Intelligence personnel provided real-time alerts to forces about the presence of armed individuals in hidden corners and behind shelters before they approached them. This allowed soldiers to target them from the ground or air and avoid getting hit by concealed explosives.
The operation revealed hundreds of high-quality explosives, some with significant firepower, hidden under the ground in unexpected volumes that surprised some in the Intelligence Corps. The phenomenon that thrived in Jenin included means seen in more serious fronts like Gaza and Lebanon.

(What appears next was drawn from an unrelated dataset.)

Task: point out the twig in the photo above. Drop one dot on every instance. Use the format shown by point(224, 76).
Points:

Gaza, Lebanon and now the West Bank
And now, the IDF is using the same means in the West Bank usually reserved for other fronts. "The fact that a battalion commander is authorized to order an airstrike isn't usual procedure," Maj. T. said.
For months, Maj. T. and his unit have been working to prepare the IDF's counterterrorism operation from a highly rewarding intelligence perspective - focusing on gathering information utilizing various types of eavesdropping to track terrorists and terror infrastructure.
According to T., the operation was only the first phase of a larger mission that involved over a thousand IDF soldiers.
"Terror infrastructure has recovered after the operation in Jenin, but not the entire refugee camp. In the past, operating the camp was restrictive to approval by the chief of staff. In this operation, we enjoyed complete operational freedom, which is expected to continue."
"We've known about many explosives caches, but we also manage a balance between the price of sending forces to destroy such a cache against the likelihood of an explosive from the cache being used for a terror attack," Maj. T. explained.
"Our most important task is to find concrete information, not just for pinpointing a terror attack, but to paint a complete operational picture for decision-makers. The goal is for them to be able to adopt a policy they choose for the West Bank - preserving the status quo or escalating actions if necessary."
While many blame the Palestinian Authority for the current situation in the West Bank, Maj. T. believes that a broader approach is needed to strengthen its standing in the region.
"Mahmoud Abbas is still present, and so are his policies. According to our estimates, his successors will want to maintain his approach in favor of Fatah and the Palestinian institutions' wellbeing against the threat of Hamas taking over," he said.
"Israel has an interest in the Palestinian Authority remaining dominant and stable. A popular revolt by Palestinian residents is more challenging for us than an Intifada in terms of its impact on the current situation."